Superheroes, with their extraordinary superpowers, are a relatively recent (i.e., less than a century old), modern day reimagining of the ancient gods and other such divine or demonic spiritual entities.
Archetypes are symbols, of course. They are thought to represent meaningful, real, subtle and abstract things in the human psyche both structurally and developmentally in the ego maturation process. For example listen to Jungian analyst Edward Edinger’s thought on The Christian Archetype and consider it when contemplating the story of Superman. Then compare that with what Snyder did with the character’s arc in his trilogy.
There is so much to say about that. It could literally make a book. But I’ve traveled far beyond what I intended to try to capture simply in order to comment on Snyder’s use of numinosity in his exploration of superhero mythology.
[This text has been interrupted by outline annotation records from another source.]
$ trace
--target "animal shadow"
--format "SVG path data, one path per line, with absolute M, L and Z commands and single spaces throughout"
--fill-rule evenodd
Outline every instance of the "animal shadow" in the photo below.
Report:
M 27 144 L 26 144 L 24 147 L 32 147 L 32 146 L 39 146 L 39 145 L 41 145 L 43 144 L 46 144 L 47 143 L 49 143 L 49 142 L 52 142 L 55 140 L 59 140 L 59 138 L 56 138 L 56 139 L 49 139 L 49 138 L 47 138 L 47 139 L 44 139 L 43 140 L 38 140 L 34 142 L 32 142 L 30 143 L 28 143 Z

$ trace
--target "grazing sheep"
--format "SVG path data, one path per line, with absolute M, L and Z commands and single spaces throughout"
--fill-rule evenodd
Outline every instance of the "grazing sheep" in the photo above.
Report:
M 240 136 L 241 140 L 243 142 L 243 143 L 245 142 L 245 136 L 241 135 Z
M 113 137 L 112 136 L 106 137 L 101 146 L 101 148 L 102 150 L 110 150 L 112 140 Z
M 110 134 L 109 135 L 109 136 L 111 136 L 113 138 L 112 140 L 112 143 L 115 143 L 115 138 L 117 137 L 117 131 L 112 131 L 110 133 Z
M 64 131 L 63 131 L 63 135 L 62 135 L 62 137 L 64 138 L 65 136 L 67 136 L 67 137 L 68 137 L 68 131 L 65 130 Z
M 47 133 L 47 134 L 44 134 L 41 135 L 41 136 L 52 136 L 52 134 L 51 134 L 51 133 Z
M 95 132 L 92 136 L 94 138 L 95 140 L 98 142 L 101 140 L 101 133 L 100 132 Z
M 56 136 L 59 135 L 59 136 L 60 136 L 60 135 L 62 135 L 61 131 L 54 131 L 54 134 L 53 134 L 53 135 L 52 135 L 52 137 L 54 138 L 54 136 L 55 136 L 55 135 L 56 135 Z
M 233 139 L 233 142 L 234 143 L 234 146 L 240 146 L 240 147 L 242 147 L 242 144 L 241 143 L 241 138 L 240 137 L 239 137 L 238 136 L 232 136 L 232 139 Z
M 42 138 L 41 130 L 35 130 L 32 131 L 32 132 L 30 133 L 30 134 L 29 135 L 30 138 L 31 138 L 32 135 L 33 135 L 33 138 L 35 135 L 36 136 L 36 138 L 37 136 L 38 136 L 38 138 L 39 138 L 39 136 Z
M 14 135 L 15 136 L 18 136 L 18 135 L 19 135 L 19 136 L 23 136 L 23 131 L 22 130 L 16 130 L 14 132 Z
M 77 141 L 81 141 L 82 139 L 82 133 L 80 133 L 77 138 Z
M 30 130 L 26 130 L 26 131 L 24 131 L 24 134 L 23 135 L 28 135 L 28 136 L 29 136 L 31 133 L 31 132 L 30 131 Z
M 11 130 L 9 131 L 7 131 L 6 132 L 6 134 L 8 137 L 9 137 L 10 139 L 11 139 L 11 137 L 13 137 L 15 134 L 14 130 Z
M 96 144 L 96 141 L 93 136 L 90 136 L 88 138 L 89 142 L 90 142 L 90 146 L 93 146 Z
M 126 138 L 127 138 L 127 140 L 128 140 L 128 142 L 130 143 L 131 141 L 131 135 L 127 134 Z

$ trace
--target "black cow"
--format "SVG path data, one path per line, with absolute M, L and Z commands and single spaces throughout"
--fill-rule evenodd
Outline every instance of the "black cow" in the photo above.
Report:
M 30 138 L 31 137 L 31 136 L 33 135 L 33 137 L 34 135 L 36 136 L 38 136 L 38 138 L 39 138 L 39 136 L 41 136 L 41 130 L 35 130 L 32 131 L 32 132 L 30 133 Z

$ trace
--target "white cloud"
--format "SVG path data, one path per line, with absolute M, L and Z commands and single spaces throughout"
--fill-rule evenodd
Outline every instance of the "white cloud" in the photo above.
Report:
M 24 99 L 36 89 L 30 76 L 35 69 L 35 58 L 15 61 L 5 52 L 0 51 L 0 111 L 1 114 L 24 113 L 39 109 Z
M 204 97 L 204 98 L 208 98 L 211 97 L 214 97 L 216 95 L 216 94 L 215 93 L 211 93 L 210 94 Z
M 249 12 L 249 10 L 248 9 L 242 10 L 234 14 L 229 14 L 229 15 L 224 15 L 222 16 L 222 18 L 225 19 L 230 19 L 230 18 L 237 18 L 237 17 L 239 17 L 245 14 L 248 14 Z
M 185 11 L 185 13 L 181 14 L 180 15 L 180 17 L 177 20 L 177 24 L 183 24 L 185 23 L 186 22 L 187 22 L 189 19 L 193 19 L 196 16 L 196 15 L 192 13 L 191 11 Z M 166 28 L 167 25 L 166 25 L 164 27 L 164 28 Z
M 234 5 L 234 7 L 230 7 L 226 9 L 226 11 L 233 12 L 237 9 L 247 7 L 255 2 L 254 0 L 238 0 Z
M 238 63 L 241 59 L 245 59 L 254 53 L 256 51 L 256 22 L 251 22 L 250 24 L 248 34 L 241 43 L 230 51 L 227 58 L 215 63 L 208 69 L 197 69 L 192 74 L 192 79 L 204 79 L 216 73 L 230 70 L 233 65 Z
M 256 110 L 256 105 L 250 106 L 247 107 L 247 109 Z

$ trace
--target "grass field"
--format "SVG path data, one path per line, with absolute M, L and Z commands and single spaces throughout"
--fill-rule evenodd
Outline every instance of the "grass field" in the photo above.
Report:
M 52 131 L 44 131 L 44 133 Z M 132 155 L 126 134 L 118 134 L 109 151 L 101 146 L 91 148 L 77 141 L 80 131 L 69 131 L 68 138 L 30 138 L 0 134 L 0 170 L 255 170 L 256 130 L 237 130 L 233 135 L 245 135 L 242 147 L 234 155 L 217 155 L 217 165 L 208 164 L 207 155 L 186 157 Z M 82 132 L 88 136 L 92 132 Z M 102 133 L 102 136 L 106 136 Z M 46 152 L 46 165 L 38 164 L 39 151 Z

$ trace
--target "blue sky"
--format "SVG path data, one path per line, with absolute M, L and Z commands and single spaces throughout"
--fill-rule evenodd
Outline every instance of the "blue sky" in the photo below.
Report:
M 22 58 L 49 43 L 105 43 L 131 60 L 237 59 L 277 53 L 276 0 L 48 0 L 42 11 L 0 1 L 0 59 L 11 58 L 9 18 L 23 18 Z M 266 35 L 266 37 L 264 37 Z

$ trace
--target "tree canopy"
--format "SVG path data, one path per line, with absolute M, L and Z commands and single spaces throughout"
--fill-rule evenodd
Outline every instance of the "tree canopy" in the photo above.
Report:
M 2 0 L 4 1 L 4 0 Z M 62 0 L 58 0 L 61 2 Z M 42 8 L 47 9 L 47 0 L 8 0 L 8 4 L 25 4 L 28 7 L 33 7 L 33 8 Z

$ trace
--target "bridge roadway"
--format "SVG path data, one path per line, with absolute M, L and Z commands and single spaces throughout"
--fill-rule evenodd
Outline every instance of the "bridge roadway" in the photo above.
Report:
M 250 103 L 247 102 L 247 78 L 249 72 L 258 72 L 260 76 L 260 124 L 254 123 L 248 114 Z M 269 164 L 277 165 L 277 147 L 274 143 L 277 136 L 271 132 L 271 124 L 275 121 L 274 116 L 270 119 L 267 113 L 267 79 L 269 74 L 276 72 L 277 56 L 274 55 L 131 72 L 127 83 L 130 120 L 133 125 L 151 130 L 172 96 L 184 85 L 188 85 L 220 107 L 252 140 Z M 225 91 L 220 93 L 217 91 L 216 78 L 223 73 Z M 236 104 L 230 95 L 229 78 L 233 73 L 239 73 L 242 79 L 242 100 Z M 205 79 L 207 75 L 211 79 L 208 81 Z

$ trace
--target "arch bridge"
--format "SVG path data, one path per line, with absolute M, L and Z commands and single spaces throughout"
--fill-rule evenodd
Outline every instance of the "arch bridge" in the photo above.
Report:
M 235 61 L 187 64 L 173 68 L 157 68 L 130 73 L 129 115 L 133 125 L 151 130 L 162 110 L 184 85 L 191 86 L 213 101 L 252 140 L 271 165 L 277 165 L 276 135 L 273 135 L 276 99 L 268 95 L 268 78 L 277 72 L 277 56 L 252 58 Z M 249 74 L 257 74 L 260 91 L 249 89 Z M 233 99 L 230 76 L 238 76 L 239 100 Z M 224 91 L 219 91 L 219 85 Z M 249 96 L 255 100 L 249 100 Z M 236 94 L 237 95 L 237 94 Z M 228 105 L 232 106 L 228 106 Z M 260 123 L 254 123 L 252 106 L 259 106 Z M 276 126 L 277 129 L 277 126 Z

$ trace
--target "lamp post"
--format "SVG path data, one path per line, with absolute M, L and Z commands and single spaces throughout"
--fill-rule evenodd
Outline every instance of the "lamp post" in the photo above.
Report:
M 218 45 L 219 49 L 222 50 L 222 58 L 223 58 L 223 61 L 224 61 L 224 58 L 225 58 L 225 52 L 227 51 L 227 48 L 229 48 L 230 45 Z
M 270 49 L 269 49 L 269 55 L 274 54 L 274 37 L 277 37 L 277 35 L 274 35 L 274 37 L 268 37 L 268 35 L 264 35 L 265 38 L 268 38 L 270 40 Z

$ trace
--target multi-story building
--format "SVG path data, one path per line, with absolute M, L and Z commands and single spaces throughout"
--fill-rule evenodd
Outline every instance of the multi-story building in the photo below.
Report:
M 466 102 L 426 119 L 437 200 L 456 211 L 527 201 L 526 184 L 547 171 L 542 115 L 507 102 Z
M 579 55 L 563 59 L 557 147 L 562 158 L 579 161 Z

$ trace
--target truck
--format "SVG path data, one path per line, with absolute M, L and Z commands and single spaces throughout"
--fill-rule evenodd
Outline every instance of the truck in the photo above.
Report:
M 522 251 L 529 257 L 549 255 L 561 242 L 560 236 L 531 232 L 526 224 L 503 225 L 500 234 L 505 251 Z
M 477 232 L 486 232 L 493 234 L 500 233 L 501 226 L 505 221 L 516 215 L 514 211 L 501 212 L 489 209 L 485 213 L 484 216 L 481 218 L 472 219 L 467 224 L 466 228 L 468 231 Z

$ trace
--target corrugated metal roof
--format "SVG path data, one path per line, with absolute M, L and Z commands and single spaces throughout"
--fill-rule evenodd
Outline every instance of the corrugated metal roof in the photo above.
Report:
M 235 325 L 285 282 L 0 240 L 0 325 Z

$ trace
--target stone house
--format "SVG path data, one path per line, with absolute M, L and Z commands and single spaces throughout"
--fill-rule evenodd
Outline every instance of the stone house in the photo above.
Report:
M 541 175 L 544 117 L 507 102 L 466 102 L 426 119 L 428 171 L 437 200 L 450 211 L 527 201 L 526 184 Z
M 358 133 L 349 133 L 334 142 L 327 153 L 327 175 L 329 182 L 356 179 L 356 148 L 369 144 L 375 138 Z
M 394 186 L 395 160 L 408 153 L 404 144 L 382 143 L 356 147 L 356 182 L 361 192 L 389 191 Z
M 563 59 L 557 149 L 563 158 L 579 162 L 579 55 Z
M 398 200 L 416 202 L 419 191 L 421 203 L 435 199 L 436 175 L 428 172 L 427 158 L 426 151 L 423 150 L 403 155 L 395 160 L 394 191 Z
All this is to simply say that superheroes, when appreciated from a Jungian standpoint, are inherently numinous. Their existence is uncanny, a marvel. They are wondrous to behold. Snyder fully understands that emotionally, intuitively, psychologically, and viscerally. And in a way that visual imagery specifically communicates with such tremendous force and power. This is not “style over substance.” The numinosity of superheroes is their substance.
And that stands in direct contrast to Alan Moore’s comparatively nihilistic conclusion about the meaning of superhero mythology in Watchmen.
Still, though, remarkably I think, with BvS Zack Snyder manages to achieve an alchemical “coiniunctio” of his own. Like Moore he deconstructs the genre and shows how troubling superheroes would be if they existed in reality. But he concludes that as archetypes of the collective unconscious, which therefore have expression and a kind of life through our shared cultural collective experience, they perform a valuable function, and have useful purpose. They carry within their essence the wholeness of the psyche at the level of the Self.
And in a sense Snyder uses that to heal the seemingly unfixable fragmentation and emptiness in the soul that Moore’s Watchmen leaves us with. It mends that sense of nihilism where by extension deconstruction of the superhero genre leaves us. The ego grows through suffering, trials and tribulations. But the Self is probably beyond harm. Or at any rate it certainly cannot be destroyed as the vulnerable ego can. The Self ultimately prevails by gradually integrating the psyche and maturing the ego. As Cyborg says at the end of ZSJL, “I’m not broken. And I’m not alone.”
A final thought for now: as a kind of thought experiment it might be interesting to connect all this to the infamous “Martha” scene… That scene is so surrealistic and arresting. What even is it? I doubt that it’s just sloppy, poor writing. Or that seems improbable in my opinion. Chris Terrio, and Ben Affleck, two excellent Academy Award winning writers, were directly involved. I think it’s very much part of the deconstruction and an attempt to heal.
But if I ever do it I think I’ll write a separate essay for that.